銀盤カレイドスコープ〈vol.5〉ルーキー・プログラム:Candy candy all my rules (集英社スーパーダッシュ文庫)
 リンク元の記録を見て少し後ろめたくなったので、一応ネタバレに配慮しつつ簡単な感想を。
 もうすっかり有名になった銀盤カレイドスコープの、五冊目です。トップクラスのアイススケーターになった桜野タズサと、イギリスから来たアイドル兼新人スケーターのキャンディとのお話。今までは尊大ながらも挑戦者だったタズサが、今度は王者として待ち受けます。だからといって彼女の何が変わるわけでもないのですが。

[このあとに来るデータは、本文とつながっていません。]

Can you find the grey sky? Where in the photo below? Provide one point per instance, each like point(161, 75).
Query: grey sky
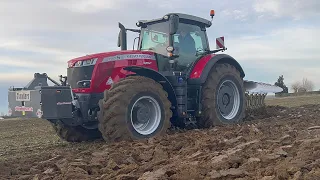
point(268, 38)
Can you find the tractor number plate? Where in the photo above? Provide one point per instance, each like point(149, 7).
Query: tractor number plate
point(23, 96)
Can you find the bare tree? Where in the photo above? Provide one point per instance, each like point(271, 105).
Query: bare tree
point(296, 86)
point(307, 85)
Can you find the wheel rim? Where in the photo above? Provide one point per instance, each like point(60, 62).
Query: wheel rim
point(228, 99)
point(145, 115)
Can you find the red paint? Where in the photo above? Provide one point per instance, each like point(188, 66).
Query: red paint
point(198, 68)
point(113, 69)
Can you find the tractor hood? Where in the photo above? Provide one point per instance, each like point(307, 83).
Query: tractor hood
point(109, 54)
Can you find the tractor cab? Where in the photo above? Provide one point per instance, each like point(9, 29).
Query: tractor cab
point(178, 40)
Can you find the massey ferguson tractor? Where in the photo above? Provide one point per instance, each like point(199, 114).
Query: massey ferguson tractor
point(173, 79)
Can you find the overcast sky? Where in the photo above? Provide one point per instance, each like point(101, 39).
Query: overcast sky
point(268, 37)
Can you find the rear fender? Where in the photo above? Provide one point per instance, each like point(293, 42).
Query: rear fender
point(202, 68)
point(150, 73)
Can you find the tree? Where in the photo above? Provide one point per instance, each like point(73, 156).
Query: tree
point(303, 86)
point(280, 83)
point(296, 86)
point(307, 85)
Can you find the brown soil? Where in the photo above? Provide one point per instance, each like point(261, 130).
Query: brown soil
point(283, 143)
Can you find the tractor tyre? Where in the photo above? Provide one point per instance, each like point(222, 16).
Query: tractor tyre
point(75, 133)
point(134, 108)
point(223, 97)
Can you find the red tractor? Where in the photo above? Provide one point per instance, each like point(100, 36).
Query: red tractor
point(173, 79)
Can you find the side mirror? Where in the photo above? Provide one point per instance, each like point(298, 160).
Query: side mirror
point(173, 24)
point(119, 40)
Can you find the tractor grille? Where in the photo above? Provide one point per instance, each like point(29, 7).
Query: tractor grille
point(76, 74)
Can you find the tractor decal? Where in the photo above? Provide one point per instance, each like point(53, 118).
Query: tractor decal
point(220, 42)
point(63, 103)
point(128, 57)
point(22, 108)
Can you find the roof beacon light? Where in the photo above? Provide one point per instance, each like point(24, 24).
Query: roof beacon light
point(212, 13)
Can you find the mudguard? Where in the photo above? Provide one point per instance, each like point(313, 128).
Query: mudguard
point(147, 72)
point(202, 67)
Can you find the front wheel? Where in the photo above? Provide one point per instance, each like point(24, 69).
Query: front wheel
point(134, 108)
point(223, 97)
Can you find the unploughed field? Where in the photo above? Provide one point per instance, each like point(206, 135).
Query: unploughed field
point(283, 143)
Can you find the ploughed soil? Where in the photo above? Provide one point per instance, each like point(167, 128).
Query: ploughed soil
point(283, 143)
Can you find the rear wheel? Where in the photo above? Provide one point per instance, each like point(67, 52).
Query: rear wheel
point(75, 133)
point(223, 97)
point(134, 108)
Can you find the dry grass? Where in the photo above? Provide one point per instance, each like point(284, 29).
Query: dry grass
point(294, 101)
point(20, 137)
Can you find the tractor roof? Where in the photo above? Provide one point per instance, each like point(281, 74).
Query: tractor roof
point(200, 20)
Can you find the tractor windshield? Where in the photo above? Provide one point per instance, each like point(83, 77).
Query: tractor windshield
point(155, 37)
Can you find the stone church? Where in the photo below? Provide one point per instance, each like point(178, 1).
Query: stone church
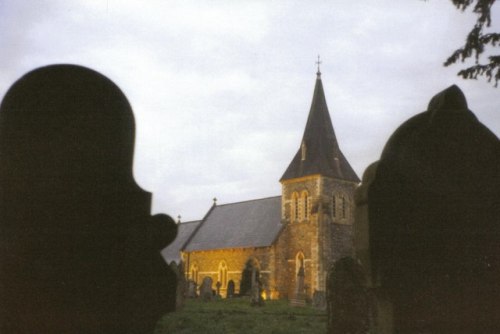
point(305, 229)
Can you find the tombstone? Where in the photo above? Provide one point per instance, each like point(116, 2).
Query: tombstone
point(434, 230)
point(230, 289)
point(80, 250)
point(191, 290)
point(300, 296)
point(348, 301)
point(206, 292)
point(181, 284)
point(218, 286)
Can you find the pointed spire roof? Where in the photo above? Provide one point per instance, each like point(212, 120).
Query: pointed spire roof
point(319, 152)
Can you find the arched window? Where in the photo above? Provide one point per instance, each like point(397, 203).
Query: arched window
point(305, 205)
point(194, 272)
point(295, 206)
point(299, 262)
point(343, 203)
point(222, 277)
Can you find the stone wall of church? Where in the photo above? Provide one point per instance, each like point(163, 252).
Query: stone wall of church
point(323, 238)
point(336, 226)
point(202, 264)
point(298, 238)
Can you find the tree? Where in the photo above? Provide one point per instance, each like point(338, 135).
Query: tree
point(476, 43)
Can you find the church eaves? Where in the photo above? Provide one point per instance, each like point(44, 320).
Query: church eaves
point(319, 152)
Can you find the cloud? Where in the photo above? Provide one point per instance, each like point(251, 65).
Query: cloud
point(221, 90)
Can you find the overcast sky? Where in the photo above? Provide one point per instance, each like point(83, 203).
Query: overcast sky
point(221, 90)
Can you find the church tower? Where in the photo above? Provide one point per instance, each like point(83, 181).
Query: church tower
point(317, 204)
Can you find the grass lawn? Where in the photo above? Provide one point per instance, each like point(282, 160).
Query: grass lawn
point(238, 317)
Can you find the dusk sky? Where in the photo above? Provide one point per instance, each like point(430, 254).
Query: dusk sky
point(221, 90)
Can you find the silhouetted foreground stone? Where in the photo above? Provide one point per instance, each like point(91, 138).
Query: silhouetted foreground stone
point(434, 222)
point(80, 250)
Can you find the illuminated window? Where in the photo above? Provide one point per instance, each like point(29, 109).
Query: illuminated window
point(295, 206)
point(305, 205)
point(194, 273)
point(303, 151)
point(299, 262)
point(223, 274)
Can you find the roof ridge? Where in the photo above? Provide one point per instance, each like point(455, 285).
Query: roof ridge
point(190, 222)
point(197, 228)
point(249, 200)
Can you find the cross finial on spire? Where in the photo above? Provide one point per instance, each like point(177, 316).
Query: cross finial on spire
point(318, 63)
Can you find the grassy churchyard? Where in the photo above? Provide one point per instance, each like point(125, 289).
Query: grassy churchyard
point(227, 316)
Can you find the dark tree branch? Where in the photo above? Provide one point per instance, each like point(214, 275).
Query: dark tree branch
point(476, 42)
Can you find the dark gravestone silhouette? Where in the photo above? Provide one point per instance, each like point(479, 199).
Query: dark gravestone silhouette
point(434, 216)
point(348, 300)
point(206, 292)
point(230, 289)
point(80, 250)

 銀盤カレイドスコープらしい軽快な語り口と、感情表現。やや薄めの文章も、相変わらず。決して悪くは無かったものの、一・二巻の時のインパクトはありませんでした。ひっかかりを覚えたのはキャンディの性格と、タズサの恋愛がらみの二点。全体的な展開は先読みしやすいものの、読みやすさや安定感重視と見れば、この作品にとっては傷ってほどのものではないでしょう。
 恋愛関係で違和感を覚えたのは、最初の恋はさておき三巻のそれがさほど重いものに思えなかったからかな。もう一つ。前回のタズサの傷と、今回の彼のものと。ほとんど同じですよね。お互い、今まで得られなかったものが得られるかもしれない。そこで何故ひいてしまうんだろう。三巻での恋そのものにあまり納得いってないので、タズサが断ることそのものは自然に思えるのですが、そこまでの彼女の心情にどこか不自然さを感じました。 
 そういえば私はあんまりスポーツ全般詳しくないんですが、フィギュアスケートってあんなに物語性があるものなんでしょうか。小説の表現として文句があるわけではないんですが、実際はどうなんだろう、とちょっとした疑問。
 タズサの一番の本質は、負けず嫌いとかじゃなくて自分の価値観に忠実なことのように思う。

 うーん、結局批判めいてしまった。八章以降の雰囲気は好きでした。ずいぶん中途半端なところで終わりましたが、これが前編なのかな。